| Estimates of the cost of the Iraq war continue to escalate to levels well beyond what its optimistic architects once promised. Most notable, perhaps, has been the estimate of Columbia University’s Joseph Stiglitz, who, in a January 2006 paper with Harvard’s Linda Bilmes, put the full cost at around $2 trillion. By the end of the year, the two had grown even more pessimistic:
The $2 trillion number – the sum of the current and future budgetary costs along with the economic impact of lives lost, jobs interrupted and oil prices driven higher by political uncertainty in the Middle East – now seems low. Assessing the full costs of war, direct and indirect, as opposed to the immediate and obvious ones, is a crucial task for those who favor nonintervention. But at least as important is assessing the costs of the warfare state itself, whether or not it is currently engaged in actual fighting. The public is inclined to think of the costs of the military establishment in terms of the annual defense budget. The true costs, however, are much greater, although usually hidden.
Robert Higgs has made the important point that the true cost of defense extends well beyond the official Pentagon budget.
Expenditures for “homeland security” surely belong in any reckoning of defense spending.

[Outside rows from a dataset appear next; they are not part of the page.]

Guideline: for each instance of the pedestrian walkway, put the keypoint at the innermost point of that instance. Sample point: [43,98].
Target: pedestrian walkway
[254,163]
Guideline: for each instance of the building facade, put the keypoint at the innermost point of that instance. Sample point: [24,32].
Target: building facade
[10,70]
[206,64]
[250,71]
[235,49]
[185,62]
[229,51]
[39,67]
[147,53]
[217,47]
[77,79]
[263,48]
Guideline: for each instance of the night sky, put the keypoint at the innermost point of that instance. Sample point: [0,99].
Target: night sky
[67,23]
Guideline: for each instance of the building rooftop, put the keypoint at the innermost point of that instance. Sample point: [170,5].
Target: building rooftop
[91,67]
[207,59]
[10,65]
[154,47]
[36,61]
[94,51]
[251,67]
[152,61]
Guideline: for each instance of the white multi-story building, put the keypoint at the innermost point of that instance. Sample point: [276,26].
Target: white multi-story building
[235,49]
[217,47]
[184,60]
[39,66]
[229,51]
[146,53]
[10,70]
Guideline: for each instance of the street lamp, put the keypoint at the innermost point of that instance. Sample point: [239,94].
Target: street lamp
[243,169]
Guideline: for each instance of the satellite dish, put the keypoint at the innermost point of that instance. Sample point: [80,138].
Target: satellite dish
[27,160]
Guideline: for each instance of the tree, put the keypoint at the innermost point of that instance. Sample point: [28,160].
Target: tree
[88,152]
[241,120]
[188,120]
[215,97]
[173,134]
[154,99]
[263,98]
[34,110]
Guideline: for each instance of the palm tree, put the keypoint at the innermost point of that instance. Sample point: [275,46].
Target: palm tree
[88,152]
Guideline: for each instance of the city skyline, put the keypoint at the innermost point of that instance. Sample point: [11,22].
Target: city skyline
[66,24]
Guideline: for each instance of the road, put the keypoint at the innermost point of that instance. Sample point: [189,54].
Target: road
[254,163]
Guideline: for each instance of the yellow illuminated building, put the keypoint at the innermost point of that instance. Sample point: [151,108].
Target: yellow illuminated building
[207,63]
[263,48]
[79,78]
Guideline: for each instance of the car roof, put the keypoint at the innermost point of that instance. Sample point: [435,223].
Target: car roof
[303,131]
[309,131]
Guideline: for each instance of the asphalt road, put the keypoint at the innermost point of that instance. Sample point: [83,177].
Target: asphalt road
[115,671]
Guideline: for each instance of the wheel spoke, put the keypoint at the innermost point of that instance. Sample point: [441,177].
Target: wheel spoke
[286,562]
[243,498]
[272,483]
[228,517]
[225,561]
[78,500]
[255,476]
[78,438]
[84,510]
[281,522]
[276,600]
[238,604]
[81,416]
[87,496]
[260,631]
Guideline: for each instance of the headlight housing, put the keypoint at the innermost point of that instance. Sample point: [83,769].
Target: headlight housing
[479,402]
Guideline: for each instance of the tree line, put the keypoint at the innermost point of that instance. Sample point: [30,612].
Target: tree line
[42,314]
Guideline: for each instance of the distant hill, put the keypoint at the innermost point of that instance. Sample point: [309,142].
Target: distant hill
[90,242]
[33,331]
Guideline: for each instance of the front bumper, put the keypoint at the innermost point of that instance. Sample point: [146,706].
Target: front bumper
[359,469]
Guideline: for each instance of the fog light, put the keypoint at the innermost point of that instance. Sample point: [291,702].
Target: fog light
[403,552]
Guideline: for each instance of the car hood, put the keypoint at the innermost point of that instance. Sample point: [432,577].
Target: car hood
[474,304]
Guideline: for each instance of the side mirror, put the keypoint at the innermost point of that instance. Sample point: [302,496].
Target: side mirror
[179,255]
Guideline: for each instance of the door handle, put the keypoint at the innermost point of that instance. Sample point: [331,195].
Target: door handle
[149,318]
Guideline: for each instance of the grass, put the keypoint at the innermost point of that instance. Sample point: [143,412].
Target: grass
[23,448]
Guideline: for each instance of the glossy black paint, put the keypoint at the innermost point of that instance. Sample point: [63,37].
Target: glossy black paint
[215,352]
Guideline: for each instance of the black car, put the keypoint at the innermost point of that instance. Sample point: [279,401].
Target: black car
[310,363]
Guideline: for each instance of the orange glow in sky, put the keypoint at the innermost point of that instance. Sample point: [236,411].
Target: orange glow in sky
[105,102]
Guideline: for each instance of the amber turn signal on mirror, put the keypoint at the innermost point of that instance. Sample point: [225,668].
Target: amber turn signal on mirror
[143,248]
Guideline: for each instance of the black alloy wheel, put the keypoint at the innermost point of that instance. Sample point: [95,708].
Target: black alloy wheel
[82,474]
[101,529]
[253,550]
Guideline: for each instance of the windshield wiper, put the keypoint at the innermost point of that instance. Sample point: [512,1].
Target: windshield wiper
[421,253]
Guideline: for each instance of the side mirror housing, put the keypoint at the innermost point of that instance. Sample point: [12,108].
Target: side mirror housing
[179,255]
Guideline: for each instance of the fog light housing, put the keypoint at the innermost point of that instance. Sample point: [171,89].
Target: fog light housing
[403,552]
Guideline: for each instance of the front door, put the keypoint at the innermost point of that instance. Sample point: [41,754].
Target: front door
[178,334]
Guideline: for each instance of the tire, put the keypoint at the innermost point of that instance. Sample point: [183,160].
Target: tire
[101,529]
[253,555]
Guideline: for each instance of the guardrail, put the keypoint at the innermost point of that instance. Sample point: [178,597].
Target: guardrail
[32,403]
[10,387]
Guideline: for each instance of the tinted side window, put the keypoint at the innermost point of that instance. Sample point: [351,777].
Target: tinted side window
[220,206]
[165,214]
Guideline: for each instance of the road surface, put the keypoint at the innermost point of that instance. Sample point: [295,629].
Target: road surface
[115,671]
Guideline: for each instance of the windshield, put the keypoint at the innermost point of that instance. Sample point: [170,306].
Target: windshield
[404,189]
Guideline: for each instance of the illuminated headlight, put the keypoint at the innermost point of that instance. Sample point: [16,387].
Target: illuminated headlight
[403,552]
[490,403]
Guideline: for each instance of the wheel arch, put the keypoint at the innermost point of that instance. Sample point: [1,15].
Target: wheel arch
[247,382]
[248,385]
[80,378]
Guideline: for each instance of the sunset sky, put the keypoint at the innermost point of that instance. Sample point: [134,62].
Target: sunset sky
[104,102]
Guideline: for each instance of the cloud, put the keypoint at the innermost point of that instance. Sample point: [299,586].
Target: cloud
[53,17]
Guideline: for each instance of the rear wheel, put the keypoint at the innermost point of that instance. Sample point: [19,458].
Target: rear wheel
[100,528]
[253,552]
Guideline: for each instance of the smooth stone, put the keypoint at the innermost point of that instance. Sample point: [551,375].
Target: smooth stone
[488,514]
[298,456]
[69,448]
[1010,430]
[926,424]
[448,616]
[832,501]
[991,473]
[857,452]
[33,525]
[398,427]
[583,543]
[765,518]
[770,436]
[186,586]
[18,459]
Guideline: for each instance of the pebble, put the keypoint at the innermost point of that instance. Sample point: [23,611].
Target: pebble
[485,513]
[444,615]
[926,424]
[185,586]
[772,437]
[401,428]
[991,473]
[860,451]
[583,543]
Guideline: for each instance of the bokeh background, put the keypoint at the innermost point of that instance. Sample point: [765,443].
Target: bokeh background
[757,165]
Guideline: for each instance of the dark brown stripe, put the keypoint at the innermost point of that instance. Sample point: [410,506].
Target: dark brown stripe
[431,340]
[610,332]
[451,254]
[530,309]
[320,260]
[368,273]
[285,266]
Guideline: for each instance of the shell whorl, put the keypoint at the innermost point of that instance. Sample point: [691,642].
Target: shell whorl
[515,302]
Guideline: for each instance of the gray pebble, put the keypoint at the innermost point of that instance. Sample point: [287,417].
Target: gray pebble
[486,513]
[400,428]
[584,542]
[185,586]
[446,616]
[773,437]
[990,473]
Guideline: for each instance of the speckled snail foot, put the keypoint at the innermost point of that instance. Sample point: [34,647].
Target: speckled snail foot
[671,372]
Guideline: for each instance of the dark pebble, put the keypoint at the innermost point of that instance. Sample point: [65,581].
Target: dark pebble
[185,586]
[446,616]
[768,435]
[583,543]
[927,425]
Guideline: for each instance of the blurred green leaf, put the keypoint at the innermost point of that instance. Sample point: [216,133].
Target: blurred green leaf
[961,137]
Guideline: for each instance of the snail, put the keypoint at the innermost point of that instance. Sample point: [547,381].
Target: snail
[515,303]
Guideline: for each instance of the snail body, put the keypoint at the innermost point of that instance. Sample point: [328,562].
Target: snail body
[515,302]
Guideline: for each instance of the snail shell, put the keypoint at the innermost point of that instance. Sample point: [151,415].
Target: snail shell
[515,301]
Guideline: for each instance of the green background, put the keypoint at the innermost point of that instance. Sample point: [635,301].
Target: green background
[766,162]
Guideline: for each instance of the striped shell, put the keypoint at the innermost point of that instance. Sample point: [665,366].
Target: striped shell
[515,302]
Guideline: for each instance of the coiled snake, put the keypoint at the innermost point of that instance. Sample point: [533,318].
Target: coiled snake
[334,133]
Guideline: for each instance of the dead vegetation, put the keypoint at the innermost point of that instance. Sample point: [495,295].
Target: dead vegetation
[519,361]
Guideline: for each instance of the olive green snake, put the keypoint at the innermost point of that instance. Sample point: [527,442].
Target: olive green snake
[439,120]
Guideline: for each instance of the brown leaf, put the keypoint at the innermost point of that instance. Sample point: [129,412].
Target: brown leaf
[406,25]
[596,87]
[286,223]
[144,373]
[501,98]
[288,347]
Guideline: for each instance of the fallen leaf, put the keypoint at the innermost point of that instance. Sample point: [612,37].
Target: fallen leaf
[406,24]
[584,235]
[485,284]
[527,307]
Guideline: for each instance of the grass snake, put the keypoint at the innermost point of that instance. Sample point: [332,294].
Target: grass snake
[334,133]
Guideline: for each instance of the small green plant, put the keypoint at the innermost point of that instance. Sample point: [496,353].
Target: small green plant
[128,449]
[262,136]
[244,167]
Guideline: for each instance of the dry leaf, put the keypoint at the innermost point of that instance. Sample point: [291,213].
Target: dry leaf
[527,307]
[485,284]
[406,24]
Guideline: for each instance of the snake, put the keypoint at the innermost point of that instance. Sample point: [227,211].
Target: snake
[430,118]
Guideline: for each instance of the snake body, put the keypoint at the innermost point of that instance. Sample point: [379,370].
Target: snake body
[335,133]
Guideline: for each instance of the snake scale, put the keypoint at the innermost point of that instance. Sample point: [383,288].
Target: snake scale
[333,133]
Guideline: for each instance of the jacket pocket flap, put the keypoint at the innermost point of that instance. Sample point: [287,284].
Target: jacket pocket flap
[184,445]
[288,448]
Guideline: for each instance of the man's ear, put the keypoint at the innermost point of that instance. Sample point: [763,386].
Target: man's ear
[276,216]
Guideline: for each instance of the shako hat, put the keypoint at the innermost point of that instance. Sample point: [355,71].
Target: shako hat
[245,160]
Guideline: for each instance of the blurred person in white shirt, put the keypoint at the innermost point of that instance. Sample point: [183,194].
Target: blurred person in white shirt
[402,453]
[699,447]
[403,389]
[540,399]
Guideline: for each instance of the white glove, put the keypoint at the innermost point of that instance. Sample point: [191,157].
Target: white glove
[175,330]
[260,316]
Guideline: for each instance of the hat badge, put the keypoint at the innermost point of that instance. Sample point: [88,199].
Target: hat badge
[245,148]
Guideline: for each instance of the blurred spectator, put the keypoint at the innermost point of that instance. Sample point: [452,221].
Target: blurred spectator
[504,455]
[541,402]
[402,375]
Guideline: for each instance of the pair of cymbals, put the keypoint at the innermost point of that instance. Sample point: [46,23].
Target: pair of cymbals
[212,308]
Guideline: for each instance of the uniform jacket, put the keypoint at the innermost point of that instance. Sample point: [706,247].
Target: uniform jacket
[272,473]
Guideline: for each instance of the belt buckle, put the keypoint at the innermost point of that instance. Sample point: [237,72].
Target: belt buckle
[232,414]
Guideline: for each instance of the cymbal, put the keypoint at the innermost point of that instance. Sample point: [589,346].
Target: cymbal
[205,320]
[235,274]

Additional programs involved in defense are spread throughout the budgets of various other Cabinet departments. Then there is the supplemental spending earmarked for present military adventures (not part of the defense budget, contrary to popular impression), in this case Afghanistan and Iraq, as well as the portion of the federal government’s net interest payments that is attributable to deficit-financed defense spending in the past. Higgs concludes that the real defense budget is probably about twice as large as the sum officially allocated to the Department of Defense.
There are a great many other costs to the warfare state as well, albeit ones less easily quantified. For one thing, between one-third and two-thirds of all U.S. research talent has been siphoned off into the military sector over the past several decades. Human limitations being what they are, there exists a fixed amount of such talent; and government diversion of that talent – through high, tax-funded salaries with which the private sector has repeatedly expressed its inability to compete – necessarily leaves fewer people available for research and development work in the private sector. Military research thereby crowds out commercial research aimed at improving people’s standard of living. It is hard to quantify this effect, of course, and being unseen it is typically overlooked, since we can never know exactly what innovations never appeared as a result of the diversion of resources and brainpower into the service of the military. This is one of many opportunity costs associated with the military establishment.